Oakland Raiders defensive coordinator Ken Norton Jr. has more flexibility with his situational packages this season.
Oakland Raiders defensive coordinator Ken Norton Jr. has more flexibility with his situational packages this season.
Cary Edmondson-USA TODAY Sports

Oakland Raiders general manager Reggie McKenzie has been able to build units from the ground up. He's put the team's key players in place. But the 2016 Draft class will undoubtedly challenge the status quo and perhaps some conventional wisdom. One of the more interesting scenarios will revolve around No. 14 overall selection Karl "The Hitman" Joseph and how his skills best serve the team.

Until drafting the ferocious safety, the Silver and Black secondary was pretty much set -- Reggie Nelson and Nate Allen would man the safety positions and David Amerson and Sean Smith would start at corner. Overall it looked like a quality starting unit comprised entirely of mercenaries. The only question that needed answering was....who will play nickel back?

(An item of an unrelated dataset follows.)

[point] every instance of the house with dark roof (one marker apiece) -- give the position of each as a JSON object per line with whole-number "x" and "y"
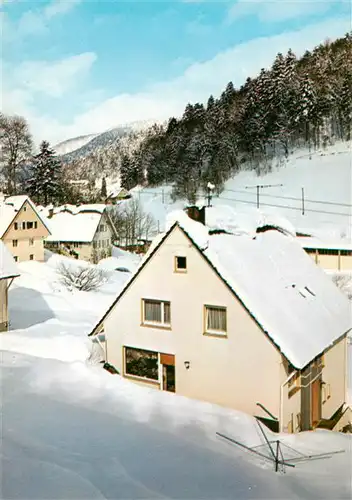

Passing on DJ Hayden's fifth-year option meant the coaching staff would not invest time developing him. Neiko Thorpe has shown some wonderful athleticism but has been less consistent than TJ Carrie. So, Carrie then?

The coaching staff may have Carrie penciled in to man the nickel post. While Carrie showed better consistency last season than Hayden or Thorpe, he was a third-down conversion just waiting to happen. During the 2015 campaign, opposing quarterbacks feasted on him in key situations after the arrival of Amerson.

The case has been made that Carrie's struggles last season were due to his being asked to play safety. Two things tend to dispel that idea. First, in man coverage he gave up some key completions that kept opponents drives alive. You either cover a guy or you don't. Two, with him on the roster, the team added three safeties and two corners with the intention of starting all of them ahead of Carrie. So, that coach's pencil may have an eraser at the other end.

Due to Allen's injury, he played only three games last season. However, he's a veteran player the team brought in to start. Obviously, the organization had confidence in him over other players already on the roster before he went down.

And although Joseph earns a great deal of hype for his bone crushing hits, keep in mind he has excellent man-to-man coverage skills. As former N.Y. Giants safety and sports analyst Mike Mayock put it, he has the, ". . . range, toughness and ability to drop down in the slot and cover man . . ."

Given the players Norton has to work with, would he rather have Joseph man-up in the slot or Carrie? If Joseph, then Allen at safety or Carrie?

It may behoove defensive coordinator Ken Norton Jr. to have his most talented five on the field in nickel situations — Smith, Amerson, Nelson, Allen and Joseph.

Putting three safeties on the field doesn't shake the pillars of pro football, but it may be mildly unconventional. The question for Norton is . . . do you put your best five on the field or four out of five?